A deputada Caroline de Toni (PL-SC) apresentou à Câmara dos Deputados um projeto de lei que visa proibir o uso de drones, satélites e sistemas de inteligência artificial exclusivamente para a aplicação de multas de trânsito. O objetivo é estabelecer limites ao uso dessas tecnologias na fiscalização, garantindo maior segurança jurídica aos motoristas.

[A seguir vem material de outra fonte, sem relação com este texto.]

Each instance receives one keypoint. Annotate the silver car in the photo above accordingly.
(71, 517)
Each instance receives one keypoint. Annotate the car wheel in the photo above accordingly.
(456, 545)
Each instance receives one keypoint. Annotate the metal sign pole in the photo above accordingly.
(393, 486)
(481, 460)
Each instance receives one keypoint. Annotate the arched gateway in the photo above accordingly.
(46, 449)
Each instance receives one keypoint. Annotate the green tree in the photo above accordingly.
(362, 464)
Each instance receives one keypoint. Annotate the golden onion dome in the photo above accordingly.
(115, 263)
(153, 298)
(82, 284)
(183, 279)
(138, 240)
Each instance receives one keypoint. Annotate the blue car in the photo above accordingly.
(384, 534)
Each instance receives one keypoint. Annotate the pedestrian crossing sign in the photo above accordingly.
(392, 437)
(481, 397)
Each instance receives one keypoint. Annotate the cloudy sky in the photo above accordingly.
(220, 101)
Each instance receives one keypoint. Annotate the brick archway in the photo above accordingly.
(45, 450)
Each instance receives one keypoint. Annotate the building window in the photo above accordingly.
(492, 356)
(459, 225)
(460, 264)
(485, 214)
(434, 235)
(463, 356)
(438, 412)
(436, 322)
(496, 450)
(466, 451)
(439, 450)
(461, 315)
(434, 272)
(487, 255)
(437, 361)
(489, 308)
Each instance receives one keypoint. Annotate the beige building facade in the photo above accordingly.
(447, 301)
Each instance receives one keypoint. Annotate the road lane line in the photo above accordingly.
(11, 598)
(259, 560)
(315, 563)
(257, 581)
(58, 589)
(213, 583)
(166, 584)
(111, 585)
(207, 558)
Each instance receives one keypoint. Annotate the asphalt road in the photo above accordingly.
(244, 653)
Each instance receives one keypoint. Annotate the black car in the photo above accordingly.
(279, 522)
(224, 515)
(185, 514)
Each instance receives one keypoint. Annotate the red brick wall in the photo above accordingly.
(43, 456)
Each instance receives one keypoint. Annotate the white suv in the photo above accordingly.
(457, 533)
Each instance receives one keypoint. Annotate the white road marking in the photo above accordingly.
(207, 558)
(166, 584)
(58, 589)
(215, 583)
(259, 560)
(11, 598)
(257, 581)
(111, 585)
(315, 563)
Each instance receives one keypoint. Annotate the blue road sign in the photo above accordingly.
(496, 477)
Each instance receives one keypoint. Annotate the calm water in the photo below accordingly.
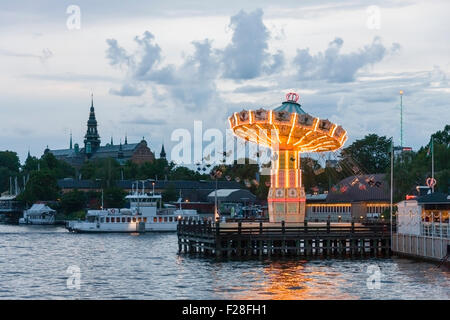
(34, 262)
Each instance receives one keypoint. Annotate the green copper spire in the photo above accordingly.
(92, 135)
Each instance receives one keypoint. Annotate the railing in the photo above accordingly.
(436, 230)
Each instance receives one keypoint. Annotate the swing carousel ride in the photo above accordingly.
(288, 131)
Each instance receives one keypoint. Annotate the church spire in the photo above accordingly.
(162, 154)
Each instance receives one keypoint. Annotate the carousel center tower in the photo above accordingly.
(288, 131)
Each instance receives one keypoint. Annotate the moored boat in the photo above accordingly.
(144, 215)
(38, 214)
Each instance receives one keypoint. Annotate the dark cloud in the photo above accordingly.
(70, 77)
(142, 120)
(247, 57)
(334, 66)
(45, 55)
(251, 89)
(192, 83)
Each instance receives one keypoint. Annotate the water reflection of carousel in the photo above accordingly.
(287, 131)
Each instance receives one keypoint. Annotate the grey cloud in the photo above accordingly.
(127, 90)
(192, 83)
(142, 120)
(247, 56)
(70, 77)
(333, 66)
(45, 55)
(117, 55)
(251, 89)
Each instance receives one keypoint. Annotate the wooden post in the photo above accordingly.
(218, 240)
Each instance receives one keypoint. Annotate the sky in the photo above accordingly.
(157, 66)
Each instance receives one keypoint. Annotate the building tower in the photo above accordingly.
(288, 131)
(162, 154)
(92, 138)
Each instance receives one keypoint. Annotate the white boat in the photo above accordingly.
(39, 214)
(142, 216)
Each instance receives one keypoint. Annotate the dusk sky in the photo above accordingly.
(155, 66)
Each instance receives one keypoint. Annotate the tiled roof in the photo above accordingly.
(361, 189)
(160, 184)
(290, 106)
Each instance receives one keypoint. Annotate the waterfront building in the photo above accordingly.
(75, 155)
(363, 197)
(423, 227)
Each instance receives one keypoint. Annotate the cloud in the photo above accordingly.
(334, 66)
(117, 55)
(247, 57)
(127, 90)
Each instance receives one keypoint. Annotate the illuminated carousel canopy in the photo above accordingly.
(288, 127)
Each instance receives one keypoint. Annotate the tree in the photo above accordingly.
(183, 173)
(73, 201)
(370, 154)
(169, 193)
(42, 186)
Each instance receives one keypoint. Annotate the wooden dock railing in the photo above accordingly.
(280, 238)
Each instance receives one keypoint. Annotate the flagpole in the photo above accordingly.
(392, 184)
(432, 164)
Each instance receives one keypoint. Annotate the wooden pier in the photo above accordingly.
(265, 239)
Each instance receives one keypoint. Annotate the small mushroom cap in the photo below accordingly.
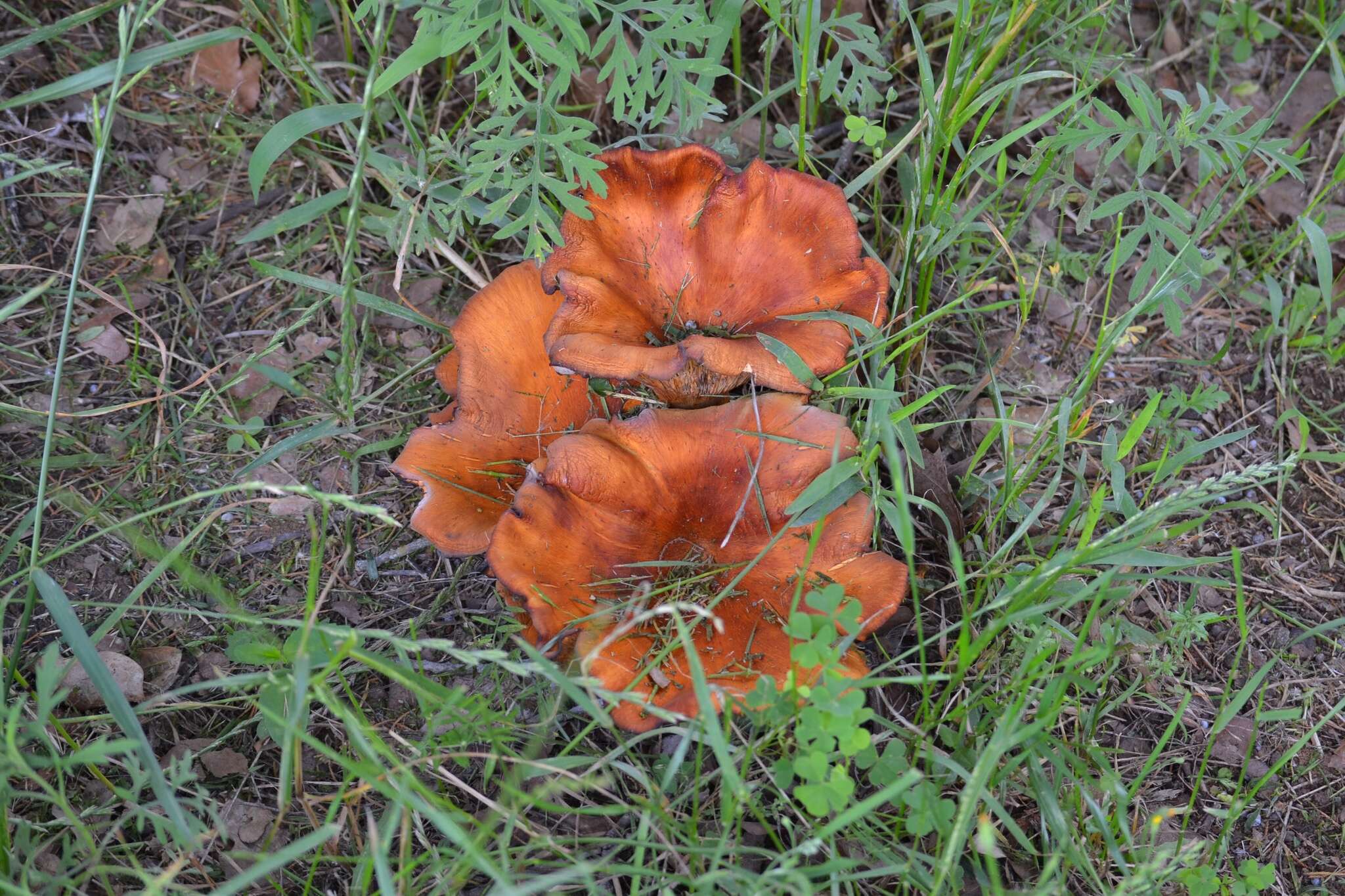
(685, 263)
(509, 405)
(611, 507)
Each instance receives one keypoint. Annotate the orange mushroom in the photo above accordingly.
(508, 406)
(612, 509)
(685, 264)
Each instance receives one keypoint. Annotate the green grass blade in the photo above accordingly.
(277, 860)
(296, 217)
(290, 131)
(102, 74)
(64, 614)
(58, 27)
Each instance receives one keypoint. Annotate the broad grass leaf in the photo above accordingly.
(290, 131)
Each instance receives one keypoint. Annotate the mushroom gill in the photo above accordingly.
(626, 523)
(508, 406)
(688, 276)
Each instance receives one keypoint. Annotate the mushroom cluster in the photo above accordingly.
(690, 281)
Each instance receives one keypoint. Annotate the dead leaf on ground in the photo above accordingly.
(131, 223)
(1173, 42)
(160, 267)
(223, 69)
(182, 167)
(125, 672)
(291, 505)
(349, 610)
(211, 667)
(420, 295)
(225, 762)
(160, 666)
(101, 337)
(183, 747)
(246, 822)
(931, 481)
(1024, 421)
(1314, 93)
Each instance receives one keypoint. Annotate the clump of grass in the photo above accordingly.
(1086, 683)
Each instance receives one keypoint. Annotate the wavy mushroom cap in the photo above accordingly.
(684, 264)
(509, 405)
(618, 505)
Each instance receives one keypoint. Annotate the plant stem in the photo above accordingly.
(128, 26)
(347, 375)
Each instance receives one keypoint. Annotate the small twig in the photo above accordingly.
(396, 554)
(479, 280)
(210, 224)
(757, 468)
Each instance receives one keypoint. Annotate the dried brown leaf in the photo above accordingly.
(310, 345)
(183, 168)
(222, 68)
(160, 666)
(125, 672)
(291, 505)
(211, 666)
(246, 822)
(131, 223)
(225, 762)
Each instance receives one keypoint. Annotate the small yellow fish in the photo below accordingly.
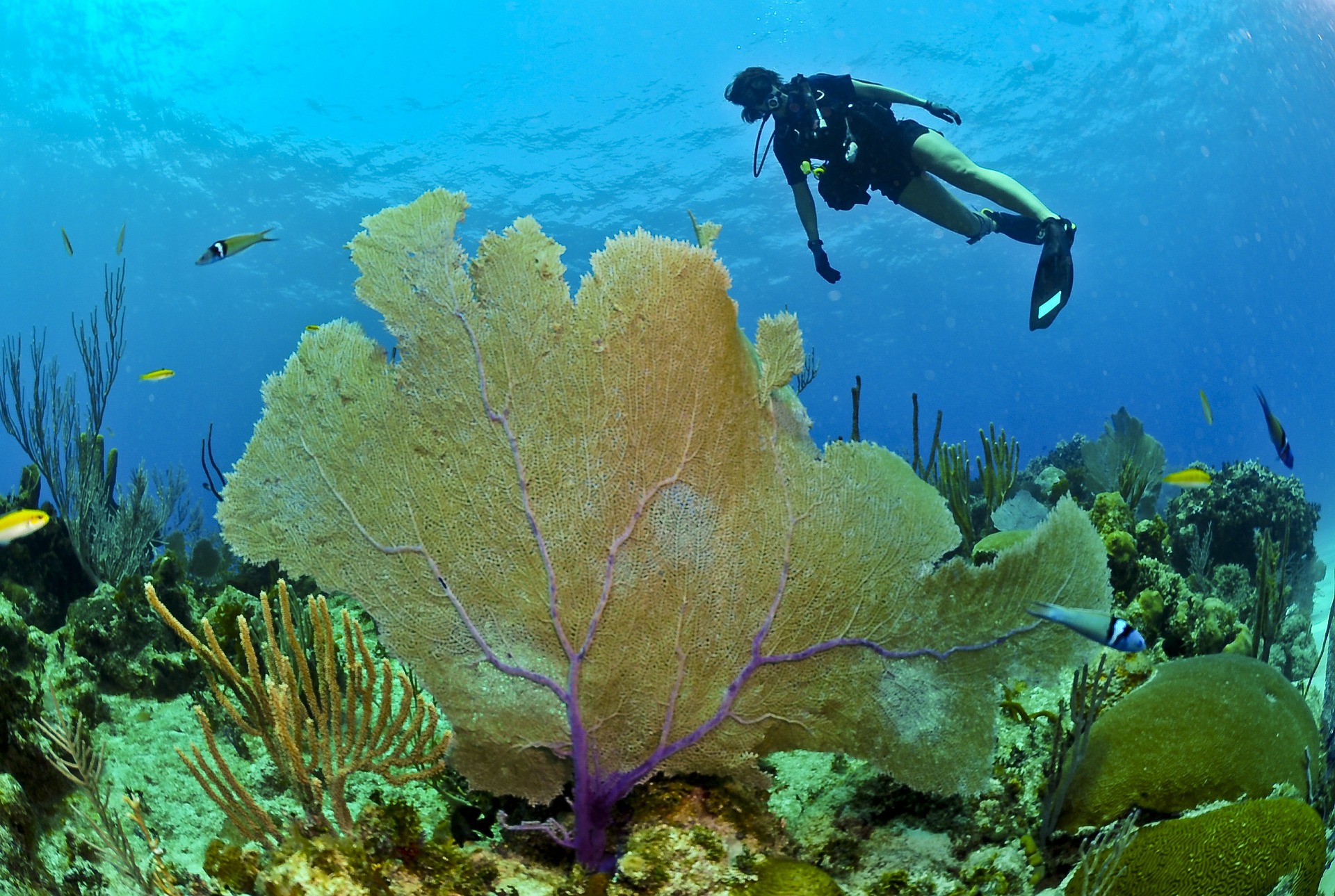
(20, 523)
(1188, 478)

O projeto altera o Código de Trânsito, permitindo a comprovação de infrações por meios já regulamentados, como equipamentos eletrônicos e audiovisuais. Contudo, a proposta veda expressamente o uso de drones, satélites ou sistemas automatizados exclusivamente para impor penalidades administrativas. Essa restrição se aplica apenas à aplicação de multas, não impedindo o uso dessas tecnologias em outras atividades de monitoramento ou apoio à gestão do trânsito.

Deputada entende que monitoramento digital cria imprevisibilidade aos motoristas.

Atualmente, o projeto está sob análise da Mesa Diretora da Câmara, que será responsável por definir o rito de tramitação e as comissões que discutirão a matéria.

Argumentos da autora

Na justificativa, Caroline de Toni argumenta que o uso dessas tecnologias pode comprometer direitos fundamentais e gerar insegurança jurídica. A deputada defende que a medida é necessária para garantir previsibilidade na fiscalização, evitando monitoramento oculto que possa gerar incertezas aos cidadãos.

A parlamentar também destaca que a presença de drones em vias públicas pode distrair motoristas e prejudicar a segurança viária. Ela ressalta que, enquanto radares tradicionais são conhecidos e sinalizados, o monitoramento por dispositivos não visíveis pode ter um efeito adverso, comprometendo a atenção dos condutores.

Outro ponto central do projeto é a crítica ao potencial de monitoramento individualizado, que poderia permitir a fiscalização direcionada de motoristas específicos, levando a abusos de poder e à fiscalização seletiva, em desacordo com os princípios da legalidade e da impessoalidade administrativa.

Além disso, Caroline de Toni levanta questões constitucionais, afirmando que o uso extensivo de tecnologias de vigilância sem indícios prévios de infração pode violar a privacidade e a vida privada dos cidadãos. Ela argumenta que o projeto reafirma a necessidade de limites legais claros na incorporação de novas tecnologias na fiscalização de trânsito, buscando preservar o equilíbrio entre inovação tecnológica, segurança viária e proteção das liberdades individuais.